Base for symmetric group Given symmetric group $S_n$, is it possible to find $k=\lceil\log_2S_n\rceil=\lceil\log_2n!\rceil$ members $\{\alpha_i\}_{i=1}^{k}$ in $S_n$ such that every member of $S_n$ can be written as $\alpha_1^{b_1}\alpha_2^{b_2}\dots\alpha_{k}^{b_{k}}$ or $\alpha_{\sigma(1)}^{b_1}\alpha_{\sigma(2)}^{b_2}\dots\alpha_{\sigma(k)}^{b_{k}}$ where $b_i\in\{0,1\}$ and $\sigma\in S_k$?
If not, what is the minimum $k$ that is needed?
How about for representations of the form $\alpha_1^{b_1}\alpha_2^{b_2}\dots\alpha_{k}^{b_{k}}$ or $\alpha_{\sigma(1)}^{b_1}\alpha_{\sigma(2)}^{b_2}\dots\alpha_{\sigma(k)}^{b_{k}}$ where $b_i\in\{0,1,2,\dots,t\}$ for some fixed $t$ and $\sigma\in S_k$?
Are there good references for these problems?

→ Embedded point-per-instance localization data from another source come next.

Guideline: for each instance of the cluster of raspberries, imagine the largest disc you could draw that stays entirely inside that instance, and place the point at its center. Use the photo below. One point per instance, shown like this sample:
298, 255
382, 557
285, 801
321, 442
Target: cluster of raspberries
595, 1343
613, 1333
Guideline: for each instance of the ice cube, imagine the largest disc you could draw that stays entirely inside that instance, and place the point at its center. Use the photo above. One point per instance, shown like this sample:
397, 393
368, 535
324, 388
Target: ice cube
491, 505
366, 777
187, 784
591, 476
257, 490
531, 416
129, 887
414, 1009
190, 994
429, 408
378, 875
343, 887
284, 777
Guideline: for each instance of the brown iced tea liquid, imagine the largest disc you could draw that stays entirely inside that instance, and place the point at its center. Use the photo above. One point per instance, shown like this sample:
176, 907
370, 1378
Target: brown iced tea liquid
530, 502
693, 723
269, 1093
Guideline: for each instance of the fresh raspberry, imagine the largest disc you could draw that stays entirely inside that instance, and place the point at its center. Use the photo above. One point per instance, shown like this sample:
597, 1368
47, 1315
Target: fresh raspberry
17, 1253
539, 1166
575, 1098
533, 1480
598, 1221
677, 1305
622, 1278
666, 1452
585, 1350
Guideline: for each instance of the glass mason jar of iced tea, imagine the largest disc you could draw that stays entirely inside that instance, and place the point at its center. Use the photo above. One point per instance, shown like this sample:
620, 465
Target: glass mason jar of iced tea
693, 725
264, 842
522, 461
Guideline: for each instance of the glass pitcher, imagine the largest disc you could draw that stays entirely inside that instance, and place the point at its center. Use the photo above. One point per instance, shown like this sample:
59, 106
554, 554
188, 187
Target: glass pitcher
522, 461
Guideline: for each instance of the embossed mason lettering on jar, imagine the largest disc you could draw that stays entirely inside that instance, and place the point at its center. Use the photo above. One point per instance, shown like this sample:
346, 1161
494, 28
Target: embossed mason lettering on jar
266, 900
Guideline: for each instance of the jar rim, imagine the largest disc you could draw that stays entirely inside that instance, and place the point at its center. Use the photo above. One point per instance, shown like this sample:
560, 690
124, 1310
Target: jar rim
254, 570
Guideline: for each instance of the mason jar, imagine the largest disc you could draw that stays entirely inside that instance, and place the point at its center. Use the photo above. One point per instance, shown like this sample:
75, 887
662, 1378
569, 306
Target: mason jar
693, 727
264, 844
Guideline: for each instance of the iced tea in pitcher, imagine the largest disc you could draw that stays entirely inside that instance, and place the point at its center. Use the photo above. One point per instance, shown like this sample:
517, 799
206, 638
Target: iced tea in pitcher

Posted https://math.stackexchange.com/questions/1013451/base-for-symmetric-group
 A: A related concept is that of minimal sorting networks. A sorting network is a list $\alpha_1$, $\alpha_2$, ..., $\alpha_k$ of transpositions (meaning permutations which switch two items and leave all others fixed) so that all permutations can be written in the form $\alpha_1^{b_1} \alpha_2^{b_2} \cdots \alpha_k^{b_k}$ for some $(b_1, \ldots, b_k) \in \{ 0, 1 \}^k$. Let $S(n)$ be the size of the minimal sorting network on $n$ elements. As you point out, the obvious bound is $S(n) \geq \lceil \log_2 n! \rceil$. 
This obvious bound is NOT optimal. Van Voorhis An improved lower bound for sorting networks proves $S(n) \geq S(n-1) + \lceil \log_2 n \rceil$, giving $S(n) \geq \sum_{k=1}^n \lceil \log_2 k \rceil$, which is $> \left \lceil \sum_{k=1}^n \log_2 k \right\rceil = \lceil \log_2 n! \rceil$ as soon as $n \geq 5$. Van Voorhis later improved that bound further in Toward a lower bound for sorting networks.
It is possible (but I have no real idea) that you could extend Van Voorhis' proof to deal with generators other than transpositions.
If you are okay with just getting $\sum_{k=1}^n \lceil \log_2 k \rceil$, the following construction works (using $\alpha_i$ which are not transpositions). Let $\beta_{kr}$ be $(12\cdots k)^{2^r}$. Let the list of $\alpha$'s be 
$$\beta_{20} \ \beta_{30} \beta_{31}\  \beta_{40} \beta_{41}\  \beta_{50} \beta_{51} \beta_{52}\  \cdots\  \beta_{n0} \beta_{n1} \cdots \beta_{n \lfloor \log_2 n \rfloor}$$
where the $\beta_{kr}$'s run from $\beta_{k0}$ up to $\beta_{k \lfloor \log_2 k \rfloor}$.
Using base two expansion, we can express any power of $(12 \cdots k)$ as $\beta_{k0}^{c_0} \beta_{k1}^{c_1} \cdots \beta_{kr}^{c_r}$. And any element of $S_n$ is of the form $(12)^{a_2} (123)^{a_3} \cdots (12 \cdots n)^{a_n}$.